To look at the system load, first describe the contents of the "system.load.rrd"
file:
cpu <- file.path(rrd_location, "cpu-0.rrd")
describe_rrd(cpu)
#> An RRD file with 10 RRA arrays and step size 60
#> [1] AVERAGE_60 (43200 rows)
#> [2] AVERAGE_300 (25920 rows)
#> [3] MIN_300 (25920 rows)
#> [4] MAX_300 (25920 rows)
#> [5] AVERAGE_3600 (8760 rows)
#> [6] MIN_3600 (8760 rows)
#> [7] MAX_3600 (8760 rows)
#> [8] AVERAGE_86400 (1825 rows)
#> [9] MIN_86400 (1825 rows)
#> [10] MAX_86400 (1825 rows)
This output tells you that metrics are collected every 60 seconds (one minute), and then in selected multiples (1 minute, 5 minutes, 1 hour and 1 day.) You can also tell that the consolidation functions are average
, min
and max
.
To extract one month of data, averaged at 5-minute intervals use step = 300
:
cpu <- file.path(rrd_location, "cpu-0.rrd")
dat <- read_rra(cpu, cf = "AVERAGE", step = 300L, n_steps = (3600 / 300) * 24 * 30, end = end_time)
dat
#> # A tibble: 8,640 × 9
#> timestamp user sys nice idle wait irq softirq stolen
#> <dttm> <dbl> <dbl> <dbl> <dbl> <dbl> <dbl> <dbl> <dbl>
#> 1 2018-04-02 00:05:00 0.0162 0.00821 0 0.975 0 0 0 8.22e-4
#> 2 2018-04-02 00:10:00 0.0221 0.00988 0 0.967 0 0 0 8.19e-4
#> 3 2018-04-02 00:15:00 0.0448 0.0186 0 0.934 0.00124 0 4.14e-4 1.24e-3
#> 4 2018-04-02 00:20:00 0.0177 0.00816 0 0.974 0 0 0 0
#> 5 2018-04-02 00:25:00 0.0285 0.00799 0 0.963 0.000411 0 0 4.10e-4
#> 6 2018-04-02 00:30:00 0.140 0.00910 0 0.850 0 0 0 8.47e-4
#> 7 2018-04-02 00:35:00 0.0151 0.0151 0 0.969 0.000351 0 0 3.84e-4
#> 8 2018-04-02 00:40:00 0.0565 0.00942 0 0.929 0.00491 0 0 0
#> 9 2018-04-02 00:45:00 0.0241 0.00835 0 0.967 0 0 0 8.50e-4
#> 10 2018-04-02 00:50:00 0.0251 0.0111 0 0.963 0 0 0 7.95e-4
#> # … with 8,630 more rows
#> # ℹ Use `print(n = ...)` to see more rows
It is very easy to plot this using your preferred plotting package, e.g., ggplot2
:
ggplot(dat, aes(x = timestamp, y = `user`)) +
geom_line() +
geom_smooth(method = "loess", span = 0.05, formula = y ~ x)

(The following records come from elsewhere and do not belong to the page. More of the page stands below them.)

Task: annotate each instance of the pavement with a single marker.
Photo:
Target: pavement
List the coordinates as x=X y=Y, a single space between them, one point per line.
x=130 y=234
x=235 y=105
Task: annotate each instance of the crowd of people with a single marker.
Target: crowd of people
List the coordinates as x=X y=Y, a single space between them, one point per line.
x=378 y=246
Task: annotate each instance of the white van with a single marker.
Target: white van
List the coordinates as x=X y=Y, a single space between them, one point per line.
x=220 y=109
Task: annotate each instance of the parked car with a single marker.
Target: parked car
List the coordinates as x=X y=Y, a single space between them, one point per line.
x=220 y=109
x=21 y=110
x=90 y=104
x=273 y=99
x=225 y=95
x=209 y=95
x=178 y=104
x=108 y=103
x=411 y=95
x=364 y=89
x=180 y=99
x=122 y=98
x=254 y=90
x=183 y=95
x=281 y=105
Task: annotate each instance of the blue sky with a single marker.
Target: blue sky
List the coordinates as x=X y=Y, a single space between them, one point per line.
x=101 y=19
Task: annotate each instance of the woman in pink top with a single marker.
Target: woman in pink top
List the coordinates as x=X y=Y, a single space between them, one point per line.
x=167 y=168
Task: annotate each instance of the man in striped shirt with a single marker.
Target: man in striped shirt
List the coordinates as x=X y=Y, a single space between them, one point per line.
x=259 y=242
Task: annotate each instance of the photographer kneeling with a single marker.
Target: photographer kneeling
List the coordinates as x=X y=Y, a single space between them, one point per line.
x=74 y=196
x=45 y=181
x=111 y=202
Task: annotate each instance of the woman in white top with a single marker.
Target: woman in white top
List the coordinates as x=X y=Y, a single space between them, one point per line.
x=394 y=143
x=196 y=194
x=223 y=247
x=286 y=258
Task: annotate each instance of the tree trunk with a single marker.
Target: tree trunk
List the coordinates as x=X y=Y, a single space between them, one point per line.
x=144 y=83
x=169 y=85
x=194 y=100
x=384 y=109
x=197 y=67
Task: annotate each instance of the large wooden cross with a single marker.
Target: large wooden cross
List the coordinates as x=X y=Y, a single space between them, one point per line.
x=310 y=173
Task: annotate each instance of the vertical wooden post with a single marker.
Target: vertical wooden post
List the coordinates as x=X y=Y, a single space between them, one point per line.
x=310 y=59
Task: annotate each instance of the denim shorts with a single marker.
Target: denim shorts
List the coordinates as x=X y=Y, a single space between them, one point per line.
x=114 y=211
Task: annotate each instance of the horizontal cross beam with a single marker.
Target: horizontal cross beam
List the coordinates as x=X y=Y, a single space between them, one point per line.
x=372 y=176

#> Warning: Removed 1 rows containing non-finite values (stat_smooth).
Conclusion
The rrd
package, available from GitHub, makes it very easy to read metrics stored in the RRD database format. Reading an archive is very quick, and your resulting data is a tibble
for an individual archive, or a list of tibble
s for the entire file.
This makes it easy to analyze your data using the tidyverse
packages, and to plot the information.